Permohonan ini disidangkan Majelis Panel Hakim yang dipimpin Hakim Konstitusi Enny Nurbaningsih dengan anggota Hakim Konstitusi Ridwan Mansyur dan Hakim Konstitusi Arsul Sani. Arsul dalam sesi penasihatannya mempertanyakan argumentasi atas kedudukan hukum atau legal standing bagi WNA dalam mengajukan permohonan pengujian undang-undang ke MK.
Pertanyaan kunci yang perlu dijawab ialah apakah pemohon yang merupakan WNA mempunyai hak konstitusional. Sebab, yang menjadi Pemohon pengujian undang-undang terhadap UUD NRI 1945 ialah pihak yang menganggap hak dan/atau kewenangan konstitusionalnya dirugikan oleh berlakunya undang-undang.
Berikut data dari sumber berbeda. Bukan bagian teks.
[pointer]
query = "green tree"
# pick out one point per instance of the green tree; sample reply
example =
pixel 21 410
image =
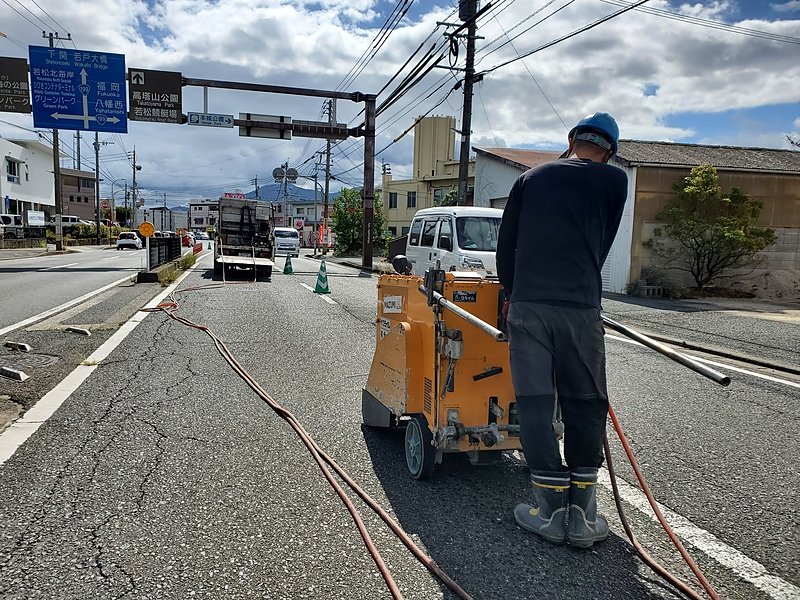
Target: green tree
pixel 348 222
pixel 707 232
Menurut Arsul, Pemohon perlu bisa membedakan antara hak hukum dan hak konstitusional.
“Dalam konteks “setiap orang itu dilindungi” itu hak hukumnya, kalau hak hukumnya tidak mempertimbangkan apakah dia WNI atau WNA,” tutur Arsul.
“Itu kan harus dibedakan antara hak hukum dan hak konstitusionalnya, makanya kalau di lembaga peradilan mana pun, lembaga peradilan umum atau peradilan agama, atau PTUN pasti tidak pernah ada isu, karena di sana yang kemudian diperselisihkan atau yang digugat itu adalah hak hukum bukan hak konstitusional,” sambungnya.
Sebelum menutup persidangan, Enny mengatakan Para Pemohon memiliki kesempatan untuk memperbaiki permohonan satu kali dalam waktu 14 hari. Berkas perbaikan yang disertai dengan alat bukti yang telah dibubuhi meterai harus diterima Mahkamah paling lambat pada Senin, 28 September 2026 pukul 12.00 WIB.